Abdul9401
Abdul9401

Reputation: 37

Empty list even after appending Standard ML

I have a function that takes in a list and then puts elements into two different lists based on a condition. However, when I check the returned lists they are always empty. Why is this happening?

fun divide_list(l1: type list): (type list, type list) = 
  let
    val count = ref 0 
    and list1 = nil 
    and list2 = nil
  in
    while !count <> 8 do (
      if !count % 2 = 0 then 
        list1 @ [List.nth(l1, !count)]
      else 
        list2 @ [List.nth(l1, !count)];
      count := !count + 1
    );
    (list1, list2)
  end

The output I get after running this is as follows:

val it = ([],[]) : type list * type list

Upvotes: 0

Views: 182

Answers (2)

Chris
Chris

Reputation: 36611

@contificate has offered a good explanation.

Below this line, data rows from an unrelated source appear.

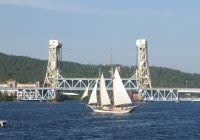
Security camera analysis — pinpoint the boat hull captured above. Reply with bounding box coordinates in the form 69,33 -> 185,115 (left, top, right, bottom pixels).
88,105 -> 136,114
94,109 -> 133,114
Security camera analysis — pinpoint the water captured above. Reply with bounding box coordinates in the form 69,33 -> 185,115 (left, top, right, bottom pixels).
0,101 -> 200,140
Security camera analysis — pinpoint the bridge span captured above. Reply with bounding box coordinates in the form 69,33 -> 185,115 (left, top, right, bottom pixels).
0,78 -> 200,101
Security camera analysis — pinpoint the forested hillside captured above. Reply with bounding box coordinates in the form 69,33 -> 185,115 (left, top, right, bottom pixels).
0,53 -> 200,88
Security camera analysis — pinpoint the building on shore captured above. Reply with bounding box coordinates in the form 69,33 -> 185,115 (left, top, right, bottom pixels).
0,80 -> 40,96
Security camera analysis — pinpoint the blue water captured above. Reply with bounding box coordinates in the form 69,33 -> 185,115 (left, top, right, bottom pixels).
0,101 -> 200,140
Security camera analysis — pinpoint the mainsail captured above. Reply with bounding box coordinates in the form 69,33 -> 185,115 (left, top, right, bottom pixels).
81,87 -> 89,100
113,68 -> 132,106
88,81 -> 98,104
100,74 -> 111,106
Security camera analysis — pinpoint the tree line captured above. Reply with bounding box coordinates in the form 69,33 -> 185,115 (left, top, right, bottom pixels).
0,53 -> 200,88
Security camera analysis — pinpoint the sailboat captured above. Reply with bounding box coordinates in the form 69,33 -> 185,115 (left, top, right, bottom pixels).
82,68 -> 135,113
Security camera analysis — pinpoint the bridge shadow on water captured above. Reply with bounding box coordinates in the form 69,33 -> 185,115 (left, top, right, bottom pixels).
0,101 -> 200,140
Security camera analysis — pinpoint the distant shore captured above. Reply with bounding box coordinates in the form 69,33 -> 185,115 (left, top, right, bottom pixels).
0,93 -> 17,102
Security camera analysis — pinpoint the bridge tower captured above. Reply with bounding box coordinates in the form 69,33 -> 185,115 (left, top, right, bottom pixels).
131,39 -> 151,88
43,40 -> 62,88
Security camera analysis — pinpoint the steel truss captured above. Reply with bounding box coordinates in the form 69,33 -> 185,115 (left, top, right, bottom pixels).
139,89 -> 179,101
56,78 -> 137,90
17,88 -> 56,101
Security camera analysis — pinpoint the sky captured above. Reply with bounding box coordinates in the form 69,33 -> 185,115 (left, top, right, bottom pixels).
0,0 -> 200,73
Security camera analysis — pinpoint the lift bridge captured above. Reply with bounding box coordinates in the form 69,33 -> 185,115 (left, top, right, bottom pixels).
4,39 -> 200,101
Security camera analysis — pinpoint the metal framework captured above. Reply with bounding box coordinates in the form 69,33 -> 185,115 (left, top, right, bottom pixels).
56,78 -> 138,90
132,39 -> 151,88
139,89 -> 179,101
17,88 -> 56,101
43,40 -> 62,88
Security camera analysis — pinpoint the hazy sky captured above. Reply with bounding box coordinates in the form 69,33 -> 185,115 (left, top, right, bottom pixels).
0,0 -> 200,73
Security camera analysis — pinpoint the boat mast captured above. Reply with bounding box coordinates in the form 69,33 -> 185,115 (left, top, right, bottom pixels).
110,48 -> 113,79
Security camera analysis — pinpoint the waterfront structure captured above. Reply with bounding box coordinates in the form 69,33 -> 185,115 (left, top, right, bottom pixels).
131,39 -> 152,88
43,40 -> 62,88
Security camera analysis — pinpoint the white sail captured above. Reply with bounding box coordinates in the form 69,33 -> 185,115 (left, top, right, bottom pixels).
88,81 -> 98,104
81,87 -> 88,100
100,74 -> 111,106
113,68 -> 132,106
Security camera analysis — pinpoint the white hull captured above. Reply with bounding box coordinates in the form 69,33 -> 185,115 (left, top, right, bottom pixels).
94,109 -> 133,114
88,105 -> 136,114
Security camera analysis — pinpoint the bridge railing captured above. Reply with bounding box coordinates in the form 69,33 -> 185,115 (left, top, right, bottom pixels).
56,78 -> 137,90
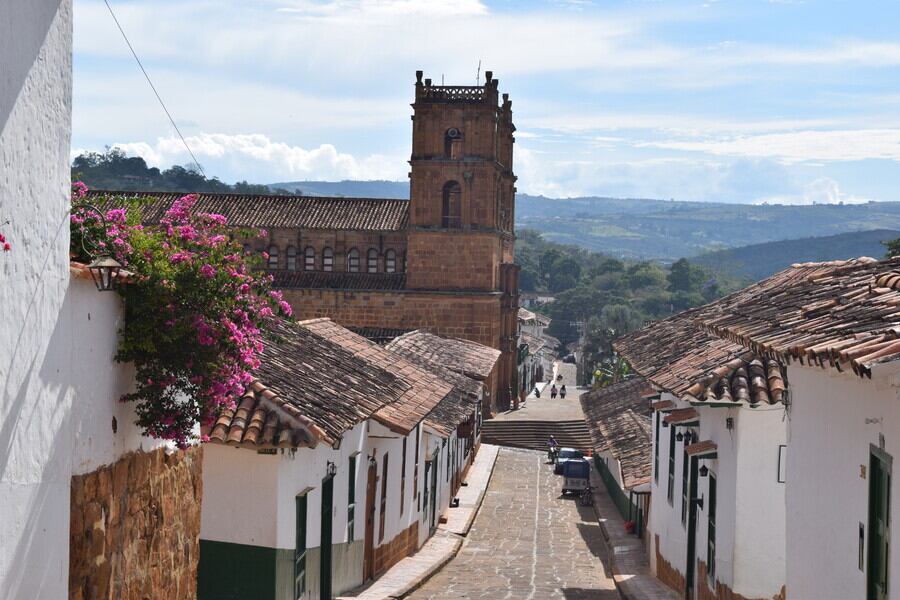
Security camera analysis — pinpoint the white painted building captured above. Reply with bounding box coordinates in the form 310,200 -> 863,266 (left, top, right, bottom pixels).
616,305 -> 786,599
709,258 -> 900,600
198,319 -> 482,600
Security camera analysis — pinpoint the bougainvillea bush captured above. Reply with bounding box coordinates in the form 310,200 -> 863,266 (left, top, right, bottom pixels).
71,184 -> 291,446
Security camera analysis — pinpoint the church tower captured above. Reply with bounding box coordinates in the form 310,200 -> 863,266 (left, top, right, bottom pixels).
406,71 -> 516,291
406,71 -> 519,410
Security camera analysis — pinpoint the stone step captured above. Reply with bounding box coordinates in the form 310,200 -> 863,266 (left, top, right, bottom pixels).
482,421 -> 591,451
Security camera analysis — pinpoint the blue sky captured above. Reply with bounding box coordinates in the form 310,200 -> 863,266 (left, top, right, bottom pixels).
72,0 -> 900,203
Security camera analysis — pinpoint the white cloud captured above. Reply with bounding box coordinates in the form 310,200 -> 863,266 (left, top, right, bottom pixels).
757,177 -> 871,204
635,129 -> 900,164
73,133 -> 407,183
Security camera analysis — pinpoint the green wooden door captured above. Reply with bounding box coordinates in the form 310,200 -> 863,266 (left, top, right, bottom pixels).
866,447 -> 892,600
319,477 -> 334,600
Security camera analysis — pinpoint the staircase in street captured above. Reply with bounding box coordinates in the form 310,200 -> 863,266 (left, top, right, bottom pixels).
481,419 -> 591,452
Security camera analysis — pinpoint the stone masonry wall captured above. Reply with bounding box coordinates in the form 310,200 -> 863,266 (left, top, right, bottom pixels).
654,535 -> 685,594
697,560 -> 785,600
69,448 -> 203,600
375,521 -> 419,577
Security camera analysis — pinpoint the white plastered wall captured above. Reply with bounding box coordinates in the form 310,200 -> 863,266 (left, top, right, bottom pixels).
786,364 -> 900,600
0,0 -> 72,598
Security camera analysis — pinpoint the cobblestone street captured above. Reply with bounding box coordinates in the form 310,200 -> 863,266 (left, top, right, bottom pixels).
409,448 -> 619,600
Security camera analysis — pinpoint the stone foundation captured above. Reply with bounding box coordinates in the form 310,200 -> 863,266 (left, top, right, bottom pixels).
653,535 -> 686,594
375,521 -> 419,578
69,448 -> 203,600
697,560 -> 785,600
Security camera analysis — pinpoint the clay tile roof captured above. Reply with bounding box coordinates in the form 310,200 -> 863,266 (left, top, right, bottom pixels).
270,270 -> 406,290
684,354 -> 786,407
650,400 -> 675,410
86,190 -> 409,231
706,257 -> 900,376
386,341 -> 484,435
614,261 -> 832,406
300,319 -> 453,435
663,408 -> 700,425
581,377 -> 652,489
391,330 -> 500,380
684,440 -> 718,456
203,321 -> 409,448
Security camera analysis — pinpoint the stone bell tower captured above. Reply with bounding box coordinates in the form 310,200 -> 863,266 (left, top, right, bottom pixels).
406,71 -> 519,410
407,71 -> 516,291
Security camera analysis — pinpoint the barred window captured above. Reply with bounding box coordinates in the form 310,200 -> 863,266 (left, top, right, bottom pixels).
384,250 -> 397,273
287,246 -> 297,271
366,248 -> 378,273
347,248 -> 359,273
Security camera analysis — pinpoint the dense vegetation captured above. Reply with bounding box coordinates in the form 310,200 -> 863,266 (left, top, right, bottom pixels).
516,194 -> 900,262
691,229 -> 900,281
72,148 -> 287,194
516,229 -> 737,355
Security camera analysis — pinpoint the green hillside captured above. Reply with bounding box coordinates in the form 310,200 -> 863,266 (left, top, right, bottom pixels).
691,229 -> 900,281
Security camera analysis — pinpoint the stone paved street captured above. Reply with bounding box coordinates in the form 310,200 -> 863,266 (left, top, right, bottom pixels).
409,448 -> 619,600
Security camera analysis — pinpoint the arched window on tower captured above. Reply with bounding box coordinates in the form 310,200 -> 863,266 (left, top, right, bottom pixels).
366,248 -> 378,273
266,244 -> 278,269
384,249 -> 397,273
287,246 -> 297,271
347,248 -> 359,273
441,181 -> 462,229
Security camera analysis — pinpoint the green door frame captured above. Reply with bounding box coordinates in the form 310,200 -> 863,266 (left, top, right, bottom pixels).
684,456 -> 703,599
866,445 -> 894,600
319,475 -> 334,600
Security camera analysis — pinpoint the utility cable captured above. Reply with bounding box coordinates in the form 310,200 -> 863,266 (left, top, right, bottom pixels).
103,0 -> 206,177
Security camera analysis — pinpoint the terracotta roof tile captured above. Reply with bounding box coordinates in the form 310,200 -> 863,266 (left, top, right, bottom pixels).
203,321 -> 410,448
86,190 -> 409,231
581,377 -> 652,489
705,257 -> 900,375
391,330 -> 500,380
684,440 -> 718,456
300,319 -> 453,434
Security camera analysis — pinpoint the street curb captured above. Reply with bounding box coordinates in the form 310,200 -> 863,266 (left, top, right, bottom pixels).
385,532 -> 463,600
389,447 -> 500,600
591,488 -> 624,600
450,444 -> 500,537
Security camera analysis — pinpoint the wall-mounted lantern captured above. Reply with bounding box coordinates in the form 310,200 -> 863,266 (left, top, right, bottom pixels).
88,255 -> 122,292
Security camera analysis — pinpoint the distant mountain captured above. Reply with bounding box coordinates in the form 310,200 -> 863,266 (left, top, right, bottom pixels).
269,180 -> 409,198
691,229 -> 900,281
516,194 -> 900,261
270,181 -> 900,262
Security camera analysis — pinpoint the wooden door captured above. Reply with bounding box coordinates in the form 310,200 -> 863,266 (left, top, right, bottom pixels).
363,462 -> 377,581
866,446 -> 892,600
319,476 -> 334,600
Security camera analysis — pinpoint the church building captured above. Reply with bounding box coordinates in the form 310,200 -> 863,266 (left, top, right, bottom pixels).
92,71 -> 519,416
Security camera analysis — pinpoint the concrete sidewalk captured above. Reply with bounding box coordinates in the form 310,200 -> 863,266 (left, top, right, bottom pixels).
591,466 -> 680,600
337,444 -> 500,600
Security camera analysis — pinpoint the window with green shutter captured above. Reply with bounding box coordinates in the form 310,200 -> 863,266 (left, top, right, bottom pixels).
294,494 -> 306,600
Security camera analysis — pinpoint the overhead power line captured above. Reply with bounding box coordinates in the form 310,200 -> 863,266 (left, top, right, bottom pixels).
103,0 -> 206,177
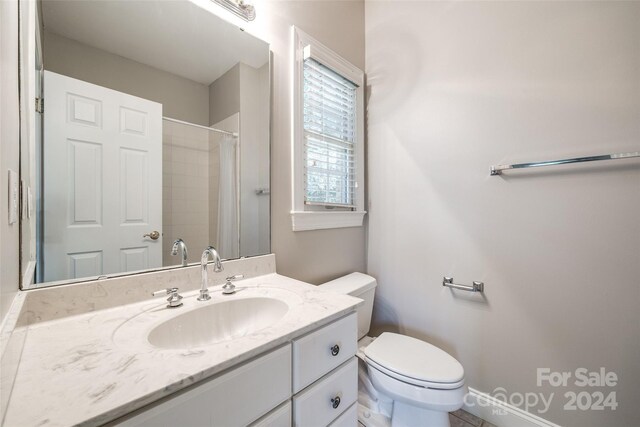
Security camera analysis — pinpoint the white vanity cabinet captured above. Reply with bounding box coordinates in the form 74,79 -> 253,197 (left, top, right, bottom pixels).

If you're implementing a list partitioning function.

There's no reason not to factor out the function that will decide how to partition the list. This function only needs to take in a value and return a boolean value.

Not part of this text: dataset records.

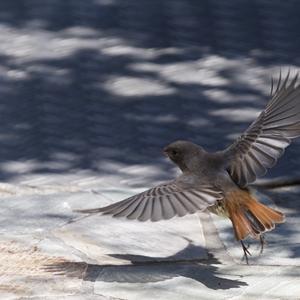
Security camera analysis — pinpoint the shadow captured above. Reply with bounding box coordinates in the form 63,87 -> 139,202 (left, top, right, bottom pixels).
44,244 -> 247,290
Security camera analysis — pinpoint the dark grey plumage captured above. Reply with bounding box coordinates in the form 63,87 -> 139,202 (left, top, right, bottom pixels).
75,74 -> 300,221
224,73 -> 300,187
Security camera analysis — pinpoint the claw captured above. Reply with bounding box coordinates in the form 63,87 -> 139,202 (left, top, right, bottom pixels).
259,234 -> 267,254
240,241 -> 251,265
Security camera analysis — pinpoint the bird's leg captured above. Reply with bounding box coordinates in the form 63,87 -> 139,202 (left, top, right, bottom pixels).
259,234 -> 267,254
240,240 -> 251,265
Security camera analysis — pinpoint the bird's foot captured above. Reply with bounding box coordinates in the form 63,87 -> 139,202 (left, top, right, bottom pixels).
240,241 -> 251,265
259,234 -> 267,254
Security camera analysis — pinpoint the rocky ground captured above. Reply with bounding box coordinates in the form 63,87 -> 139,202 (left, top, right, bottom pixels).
0,0 -> 300,300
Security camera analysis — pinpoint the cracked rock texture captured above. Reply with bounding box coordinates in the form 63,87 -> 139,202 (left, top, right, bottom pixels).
0,0 -> 300,300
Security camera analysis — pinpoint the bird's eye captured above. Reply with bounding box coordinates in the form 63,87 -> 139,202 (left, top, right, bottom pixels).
172,150 -> 178,156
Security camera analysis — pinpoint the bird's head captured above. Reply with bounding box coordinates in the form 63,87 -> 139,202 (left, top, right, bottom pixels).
163,141 -> 204,171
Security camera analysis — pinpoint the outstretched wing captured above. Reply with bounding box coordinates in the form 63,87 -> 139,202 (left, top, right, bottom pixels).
225,73 -> 300,187
77,181 -> 223,221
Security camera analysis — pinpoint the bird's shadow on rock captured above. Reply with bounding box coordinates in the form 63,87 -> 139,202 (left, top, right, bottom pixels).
45,245 -> 247,290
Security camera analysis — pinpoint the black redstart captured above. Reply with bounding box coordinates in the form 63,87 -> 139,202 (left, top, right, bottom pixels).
75,73 -> 300,263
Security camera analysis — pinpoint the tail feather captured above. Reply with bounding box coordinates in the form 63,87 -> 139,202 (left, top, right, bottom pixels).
226,191 -> 284,240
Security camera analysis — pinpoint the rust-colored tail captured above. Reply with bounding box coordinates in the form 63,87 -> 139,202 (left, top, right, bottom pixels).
225,190 -> 284,240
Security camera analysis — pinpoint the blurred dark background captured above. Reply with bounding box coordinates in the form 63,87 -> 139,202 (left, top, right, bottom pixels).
0,0 -> 300,187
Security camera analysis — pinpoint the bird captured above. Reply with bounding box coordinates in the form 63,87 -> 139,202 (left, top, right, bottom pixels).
77,71 -> 300,264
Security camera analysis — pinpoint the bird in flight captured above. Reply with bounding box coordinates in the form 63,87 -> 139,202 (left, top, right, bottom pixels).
77,72 -> 300,263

This is easily implemented in terms of a fold. There is no need, from what I can see, to keep track of the index.

fun partition f lst =
  let
    val (a, b) = List.foldl (fn (x, (a, b)) => if f x then (x::a, b) else (a, x::b)) ([], []) lst
  in
    (List.rev a, List.rev b)
  end;
partition (fn x => x mod 2 = 0) [1, 2, 3, 4, 5];

Yields:

([2, 4], [1, 3, 5])

If you simply want to split based on index

If we're aiming to split a list into two lists based on the index:

[4, 7, 1, 9, 8]

Becomes:

([4, 1, 8], [7, 9])

That can be done entirely functionally as well with simple pattern matching and recursion.

let rec split lst (acc1, acc2) =
  match lst with
  | [] -> (acc1, acc2)
  ...

Here we're passing in the list to split, and an accumulator with the two lists. Obviously, if the list is empty, the result is just the accumulator. What if there's one element in the list?

let rec split lst (acc1, acc2) =
  match lst with
  | []  -> (acc1, acc2)
  | [x] -> (x::acc1, acc2)
  ...

Well, that goes in the first list. What if there are more elements than one?

let rec split lst (acc1, acc2) =
  match lst with
  | []  -> (acc1, acc2)
  | [x] -> (x::acc1, acc2)
  | x::y::tail -> split tail (x::acc1, y::acc2)

Well, then we match the first two elements and the tail. We update the accumulator to place the first two elements in their respective lists, and call split again with the tail and that updated accumulator.

utop # split [4; 7; 1; 9; 8] ([], []);;
- : int list * int list = ([8; 1; 4], [9; 7])

Oops. They're backwards because of how we constructed the accumulators. We can use List.rev to fix this, but because we don't want to do it twice, when there's one element we'll call split on an empty list.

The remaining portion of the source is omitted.